Conversations with officials from the Minnesota Pollution Control Agency, Anoka County Parks, and Rice Creek Watershed provided some answers to these questions.
Lakes all around the state are subject to layers of monitoring by state agencies to check for levels of mercury in fish (DNR) and nutrients in the water (MPCA). Regarding mercury, the DNR's study results in a fish consumption guide per lake which can be accessed at www.dnr.state.mn.us/lakefind. If a lake exceeds state standards for mercury, the DNR advises on the frequency of eating fish, e.g., no more than once per week or once per month. While no advisories have been issued, Golden Lake slightly exceeds state standards for mercury while Centerville Lake, another popular fishing lake, does not.
As for nutrient levels, officials are mainly looking for levels of phosphorus and chlorophyll, along with a check for clarity. Samples are taken from each lake a total of 12 times over two years once each decade.
The result of MPCA's study is a list of lakes that are "impaired," i.e., having nutrient concentrations higher than state standards. The agency offers no gradations of impairment (such as from mild to severe). The lake is either on the list or not. High concentrations of phosphorous, they told me, do relate to increased "algal abundance" which affects the lake's appeal for swimming and other recreational uses. (Note: this algae is not the toxic or hazardous type of algae bloom.) So, is "impairment" as far as swimming or fishing somewhat in the eye of the beholder?
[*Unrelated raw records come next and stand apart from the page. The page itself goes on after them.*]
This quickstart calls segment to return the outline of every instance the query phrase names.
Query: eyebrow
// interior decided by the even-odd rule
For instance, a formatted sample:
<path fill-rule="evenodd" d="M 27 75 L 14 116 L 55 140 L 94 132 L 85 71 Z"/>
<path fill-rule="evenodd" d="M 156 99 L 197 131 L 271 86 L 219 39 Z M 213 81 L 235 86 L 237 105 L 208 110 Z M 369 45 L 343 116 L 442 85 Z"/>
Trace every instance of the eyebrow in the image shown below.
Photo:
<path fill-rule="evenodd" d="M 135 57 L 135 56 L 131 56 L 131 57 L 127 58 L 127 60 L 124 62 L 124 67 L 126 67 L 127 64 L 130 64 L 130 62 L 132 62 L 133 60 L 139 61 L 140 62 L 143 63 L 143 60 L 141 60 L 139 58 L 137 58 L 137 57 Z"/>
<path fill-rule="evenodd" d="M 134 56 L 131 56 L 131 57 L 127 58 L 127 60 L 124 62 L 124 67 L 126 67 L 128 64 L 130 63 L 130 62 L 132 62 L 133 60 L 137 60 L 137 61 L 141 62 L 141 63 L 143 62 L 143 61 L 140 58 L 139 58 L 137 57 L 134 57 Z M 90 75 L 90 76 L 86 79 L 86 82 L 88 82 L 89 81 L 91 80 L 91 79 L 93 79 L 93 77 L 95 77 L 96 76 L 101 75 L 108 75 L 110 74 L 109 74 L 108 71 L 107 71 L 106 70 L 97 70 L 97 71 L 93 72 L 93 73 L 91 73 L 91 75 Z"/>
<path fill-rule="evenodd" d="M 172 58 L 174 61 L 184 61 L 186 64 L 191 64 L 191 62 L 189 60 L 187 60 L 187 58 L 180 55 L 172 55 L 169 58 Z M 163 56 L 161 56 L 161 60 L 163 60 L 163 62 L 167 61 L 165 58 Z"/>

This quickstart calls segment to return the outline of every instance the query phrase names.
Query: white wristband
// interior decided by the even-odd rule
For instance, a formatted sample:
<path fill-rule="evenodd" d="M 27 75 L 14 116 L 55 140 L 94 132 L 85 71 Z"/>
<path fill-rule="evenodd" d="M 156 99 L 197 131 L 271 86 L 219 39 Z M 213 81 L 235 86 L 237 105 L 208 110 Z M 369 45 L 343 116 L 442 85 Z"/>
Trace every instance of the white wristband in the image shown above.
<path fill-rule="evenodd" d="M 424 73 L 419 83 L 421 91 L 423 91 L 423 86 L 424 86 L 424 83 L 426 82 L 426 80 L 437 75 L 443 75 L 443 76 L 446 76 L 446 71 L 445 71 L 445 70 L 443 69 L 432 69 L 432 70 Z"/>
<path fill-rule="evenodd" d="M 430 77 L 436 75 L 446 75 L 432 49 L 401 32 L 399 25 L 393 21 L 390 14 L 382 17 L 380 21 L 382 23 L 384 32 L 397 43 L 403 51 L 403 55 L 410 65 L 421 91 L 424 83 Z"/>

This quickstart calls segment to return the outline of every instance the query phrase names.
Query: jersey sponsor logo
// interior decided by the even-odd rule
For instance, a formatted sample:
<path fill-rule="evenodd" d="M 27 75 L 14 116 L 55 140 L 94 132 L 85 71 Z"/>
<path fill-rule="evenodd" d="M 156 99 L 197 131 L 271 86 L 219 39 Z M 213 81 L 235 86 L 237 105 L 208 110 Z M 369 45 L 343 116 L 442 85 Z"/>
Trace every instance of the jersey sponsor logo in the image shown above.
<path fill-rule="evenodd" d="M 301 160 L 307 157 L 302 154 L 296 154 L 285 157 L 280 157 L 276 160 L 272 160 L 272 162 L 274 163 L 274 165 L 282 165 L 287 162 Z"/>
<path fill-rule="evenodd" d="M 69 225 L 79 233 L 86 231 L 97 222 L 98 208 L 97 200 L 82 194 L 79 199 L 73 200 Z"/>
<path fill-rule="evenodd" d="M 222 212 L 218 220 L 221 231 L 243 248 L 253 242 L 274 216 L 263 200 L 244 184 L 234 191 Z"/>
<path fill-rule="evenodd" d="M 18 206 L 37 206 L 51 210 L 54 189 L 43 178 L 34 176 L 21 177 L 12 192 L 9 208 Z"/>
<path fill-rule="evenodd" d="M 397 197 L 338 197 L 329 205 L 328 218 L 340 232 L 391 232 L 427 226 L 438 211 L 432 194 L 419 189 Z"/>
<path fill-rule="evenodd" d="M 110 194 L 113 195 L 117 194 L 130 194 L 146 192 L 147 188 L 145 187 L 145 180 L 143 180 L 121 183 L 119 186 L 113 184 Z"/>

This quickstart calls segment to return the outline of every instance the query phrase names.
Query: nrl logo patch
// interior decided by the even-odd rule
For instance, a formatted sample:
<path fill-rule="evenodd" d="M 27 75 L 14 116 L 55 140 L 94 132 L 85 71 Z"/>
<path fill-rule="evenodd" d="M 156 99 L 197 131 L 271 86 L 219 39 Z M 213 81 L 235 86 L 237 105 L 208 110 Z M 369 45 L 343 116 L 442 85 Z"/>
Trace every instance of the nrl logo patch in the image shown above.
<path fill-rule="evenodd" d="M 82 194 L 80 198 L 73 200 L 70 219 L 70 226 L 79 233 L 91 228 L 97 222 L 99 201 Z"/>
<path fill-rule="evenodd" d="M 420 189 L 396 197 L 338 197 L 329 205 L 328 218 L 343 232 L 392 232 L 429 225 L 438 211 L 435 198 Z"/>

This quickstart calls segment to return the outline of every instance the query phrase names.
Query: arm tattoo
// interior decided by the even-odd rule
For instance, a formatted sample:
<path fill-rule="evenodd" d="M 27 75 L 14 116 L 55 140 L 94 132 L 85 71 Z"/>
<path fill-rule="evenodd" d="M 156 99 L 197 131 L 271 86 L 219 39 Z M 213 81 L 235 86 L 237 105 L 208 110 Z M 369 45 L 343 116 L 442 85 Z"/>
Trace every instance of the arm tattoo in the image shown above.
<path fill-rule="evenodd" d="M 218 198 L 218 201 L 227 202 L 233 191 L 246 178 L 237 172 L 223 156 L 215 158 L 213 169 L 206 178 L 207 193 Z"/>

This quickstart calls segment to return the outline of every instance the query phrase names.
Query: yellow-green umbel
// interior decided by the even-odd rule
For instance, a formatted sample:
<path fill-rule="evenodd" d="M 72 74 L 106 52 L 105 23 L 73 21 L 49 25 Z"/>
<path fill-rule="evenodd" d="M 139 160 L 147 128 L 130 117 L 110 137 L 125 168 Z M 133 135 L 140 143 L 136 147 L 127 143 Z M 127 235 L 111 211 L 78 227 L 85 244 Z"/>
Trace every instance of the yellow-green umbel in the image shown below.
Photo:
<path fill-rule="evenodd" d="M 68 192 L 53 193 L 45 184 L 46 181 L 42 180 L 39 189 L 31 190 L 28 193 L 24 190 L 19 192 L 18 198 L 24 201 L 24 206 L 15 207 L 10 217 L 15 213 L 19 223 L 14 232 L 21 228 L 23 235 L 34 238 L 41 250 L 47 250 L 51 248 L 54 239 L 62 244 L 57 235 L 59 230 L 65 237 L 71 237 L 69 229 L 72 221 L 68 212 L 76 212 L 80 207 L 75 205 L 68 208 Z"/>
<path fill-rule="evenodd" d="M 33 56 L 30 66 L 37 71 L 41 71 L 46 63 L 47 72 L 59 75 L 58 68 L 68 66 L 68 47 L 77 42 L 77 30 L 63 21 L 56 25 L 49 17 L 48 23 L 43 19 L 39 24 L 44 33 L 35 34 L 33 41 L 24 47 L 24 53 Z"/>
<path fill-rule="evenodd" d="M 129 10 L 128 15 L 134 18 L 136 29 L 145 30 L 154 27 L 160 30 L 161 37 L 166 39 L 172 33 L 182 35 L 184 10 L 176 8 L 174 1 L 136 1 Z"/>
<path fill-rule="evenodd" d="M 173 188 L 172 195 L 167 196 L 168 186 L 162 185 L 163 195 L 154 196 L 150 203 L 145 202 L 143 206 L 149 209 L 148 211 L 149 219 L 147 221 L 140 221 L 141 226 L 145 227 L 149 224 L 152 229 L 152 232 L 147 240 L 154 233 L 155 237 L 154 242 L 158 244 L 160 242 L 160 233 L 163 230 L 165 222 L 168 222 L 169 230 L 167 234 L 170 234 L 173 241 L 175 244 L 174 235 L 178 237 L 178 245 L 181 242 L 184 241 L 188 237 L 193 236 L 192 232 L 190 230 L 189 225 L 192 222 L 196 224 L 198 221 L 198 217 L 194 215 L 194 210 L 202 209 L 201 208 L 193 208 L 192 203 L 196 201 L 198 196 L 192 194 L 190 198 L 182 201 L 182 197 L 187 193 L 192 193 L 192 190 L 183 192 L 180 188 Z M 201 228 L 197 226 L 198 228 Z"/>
An interesting side note on phosphorous: Minnesota banned phosphorus from fertilizers in 2007. How much will the use of non-phosphorous fertilizers improve lake quality? We'll begin to know as the next 10-year cycle of results begins coming in. Certainly, each lake has its own set of circumstances affecting phosphorous levels. Some are spring-fed; others receive inflow from ditches. Others may be surrounded by roadways which produce run-off.
The Metropolitan Council is also studying lake quality. In conjunction with metro counties, they study 162 lakes with the help of 118 citizen volunteers who are trained in collecting and submitting water samples and field data. The Met Council's results come in the form of an A-F grade for lake quality. The majority of Anoka County lakes were rated A, B or C for phosphorous and chlorophyll as well as clarity readings. A helpful website is: www.metrocouncil.org/Wastewater-Water/Publications-And-Resources/Water-Quality-Monitor-Assess/Lake-Water-Quality-Summary-2013.aspx.
With four agencies studying the water quality of metro lakes, citizens can be assured that the subject is being fully addressed. Remediation to meet state standards will be the next area of discussion at state, county and city levels. Resources are critical when there are public safety aspects, such as with blue-green algae that produces algal toxins causing illness or in rare cases, death. Questions of cost/benefit should be raised in the cases of phosphorous overloads which cause less desirability for recreational purposes. And revenue raised from such sources as the 3/8-cent sales tax for the Clean Water Legacy should be made available for locally impaired lakes.
It will be valuable to learn what MPCA's lake quality studies at the ten-year interval will reveal. In the meantime, citizens are encouraged to continue practicing sound resource management while enjoying local lakes such as Golden, Centerville, Peltier, and Oneka.